Is this what dystopia feels like?

Read our latest blog written by our Senior Communications Executive, Gina Francey.


As a lover of fiction, when times get tough you can often find me with my head buried in a book, rather than the sand.

Given recent Government advice telling us not to leave the house I now have more time than ever to dust off  (quite literally) some long awaited novels.

However, as the days go by, and as I watch each Government press update unfold, I can’t help feeling like we are living in some strange dystopia – think somewhere between Lord of the Flies and 1984 – which has set me thinking about some of my favourite and well-read dystopian novels.

From the likes of Huxley’s Brave New World, Atwood’s The Handmaids Tale and Bradbury’s Fahrenheit 451, to name but a few.

While all of these works of fiction are fundamentally unique, with the first listed above concerned over a world that is dominated by science; the second focussed on gender and the restrictions on women; and the latter worried about free speech and censorship, they all have similarities and key themes of isolation throughout – be that physical or mental.

At a time where the terms social distancing and self-isolation are trending on Twitter – and will no doubt make the next edition of the Oxford English dictionary – these novels couldn’t be more poignant than they are today.

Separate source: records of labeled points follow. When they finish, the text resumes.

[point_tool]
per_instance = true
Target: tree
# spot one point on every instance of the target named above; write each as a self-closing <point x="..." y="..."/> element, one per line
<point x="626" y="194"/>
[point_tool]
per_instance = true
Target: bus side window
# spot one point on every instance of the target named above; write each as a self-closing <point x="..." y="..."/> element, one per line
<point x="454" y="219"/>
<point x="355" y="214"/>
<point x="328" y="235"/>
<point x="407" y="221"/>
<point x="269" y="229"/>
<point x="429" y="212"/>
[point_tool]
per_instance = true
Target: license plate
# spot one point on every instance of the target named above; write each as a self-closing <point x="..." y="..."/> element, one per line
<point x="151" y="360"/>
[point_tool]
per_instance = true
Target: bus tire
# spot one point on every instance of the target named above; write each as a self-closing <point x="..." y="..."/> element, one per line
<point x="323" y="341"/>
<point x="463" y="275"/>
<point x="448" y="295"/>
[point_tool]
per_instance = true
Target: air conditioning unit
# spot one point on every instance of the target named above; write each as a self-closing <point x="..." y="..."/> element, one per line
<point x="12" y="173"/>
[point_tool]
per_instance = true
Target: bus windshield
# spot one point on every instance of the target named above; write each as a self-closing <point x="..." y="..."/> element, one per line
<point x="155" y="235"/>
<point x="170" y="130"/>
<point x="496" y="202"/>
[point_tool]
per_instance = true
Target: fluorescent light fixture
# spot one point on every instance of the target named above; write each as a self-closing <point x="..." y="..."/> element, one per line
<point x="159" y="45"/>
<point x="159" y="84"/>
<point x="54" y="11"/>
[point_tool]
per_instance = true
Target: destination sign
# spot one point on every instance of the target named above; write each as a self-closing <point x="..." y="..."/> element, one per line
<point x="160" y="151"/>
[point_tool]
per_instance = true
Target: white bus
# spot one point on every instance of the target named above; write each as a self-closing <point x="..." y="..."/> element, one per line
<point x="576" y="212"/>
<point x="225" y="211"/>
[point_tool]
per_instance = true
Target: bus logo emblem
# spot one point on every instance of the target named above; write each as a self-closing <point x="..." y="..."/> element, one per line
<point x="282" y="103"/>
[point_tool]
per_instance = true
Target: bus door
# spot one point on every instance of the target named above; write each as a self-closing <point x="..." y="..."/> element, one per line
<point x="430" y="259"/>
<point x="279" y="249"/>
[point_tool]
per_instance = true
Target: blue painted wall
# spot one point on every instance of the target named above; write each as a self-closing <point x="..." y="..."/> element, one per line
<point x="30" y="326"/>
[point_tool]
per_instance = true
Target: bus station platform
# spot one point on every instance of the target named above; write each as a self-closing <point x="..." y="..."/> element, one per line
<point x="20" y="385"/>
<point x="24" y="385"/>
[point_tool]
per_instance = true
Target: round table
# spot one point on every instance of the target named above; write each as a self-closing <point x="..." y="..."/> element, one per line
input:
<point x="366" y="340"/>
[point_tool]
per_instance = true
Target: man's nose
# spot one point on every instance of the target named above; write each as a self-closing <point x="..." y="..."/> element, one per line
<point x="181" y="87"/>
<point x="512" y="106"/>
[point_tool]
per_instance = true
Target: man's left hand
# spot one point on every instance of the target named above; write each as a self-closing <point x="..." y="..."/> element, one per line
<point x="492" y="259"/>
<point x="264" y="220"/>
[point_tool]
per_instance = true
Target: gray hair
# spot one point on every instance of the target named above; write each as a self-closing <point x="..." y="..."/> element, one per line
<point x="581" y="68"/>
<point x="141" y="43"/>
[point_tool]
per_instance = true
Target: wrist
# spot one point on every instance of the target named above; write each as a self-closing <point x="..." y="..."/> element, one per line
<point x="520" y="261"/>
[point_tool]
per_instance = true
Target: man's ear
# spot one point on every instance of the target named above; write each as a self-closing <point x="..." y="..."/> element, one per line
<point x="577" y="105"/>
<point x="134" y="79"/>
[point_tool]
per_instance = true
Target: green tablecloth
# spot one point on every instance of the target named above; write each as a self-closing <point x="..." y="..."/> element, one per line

I mean, there must be a reason why they are all sat on my shelf with spines bent and tattered… (yes, I’m one of those readers). And perhaps that reason is due to the endearing, enduring quality threads of the lead characters.

Although alone and frightened with what they face they all remain hopeful, and seek to find the positives in the world in which they live.

Finding out that somebody thinks the way they do gives each of the characters enough strength to carry on for a better world.

Each novel strikes a chord not least given our current situation and battle against Coronavirus, in that no matter how much force or negativity one can be under many continue to seek and live what they believe is right and come through the better for it.

So, as we carry on through the third week of isolation of who knows how many, I’d encourage everyone to take inspiration from the protagonists in these books and remain positive and connected with one another. And fingers crossed through our combined efforts and kindness, we will make it to Utopia and kiss Coronavirus goodbye. (Failing that, at least there is always another book you can start reading!).